Armenia–Lebanon relations
- Armenia: Lebanon

= Armenia–Lebanon relations =

Armenia–Lebanon relations are the diplomatic and historical relations between the Republic of Armenia and the Republic of Lebanon. Lebanon is host to the eighth largest Armenian diaspora population in the world and was the first Arab League member state that recognized the Armenian genocide. Both countries are members of the World Trade Organization, the Organisation internationale de la Francophonie, and the United Nations.

==Aid==
During the 2006 Lebanon War, Armenia announced that it would send humanitarian aid to Lebanon.
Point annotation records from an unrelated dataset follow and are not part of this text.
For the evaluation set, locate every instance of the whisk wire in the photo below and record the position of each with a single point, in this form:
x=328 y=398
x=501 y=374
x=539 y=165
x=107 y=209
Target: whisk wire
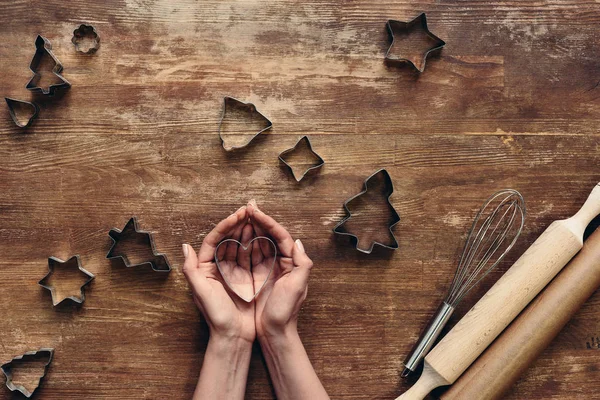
x=486 y=237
According to the Armenian government, an unspecified amount of medicines, tents and fire-fighting equipment was allocated to Lebanese authorities on 27 July 2006.

== Armenian genocide recognition ==

On 11 May 2000, the Lebanese parliament voted to recognize the Armenian genocide. Lebanon was the first Arabic-speaking country to have done so.

==Cultural relations==

The vast Armenian community in Lebanon also has several political parties and is recognized as an institution in its own right with reserved seats in parliament. Tashnag is the largest Armenian political party in Lebanon, currently in government, and sits with the March 8 alliance; however, there are also parties that are supportive of the opposition March 14 alliance.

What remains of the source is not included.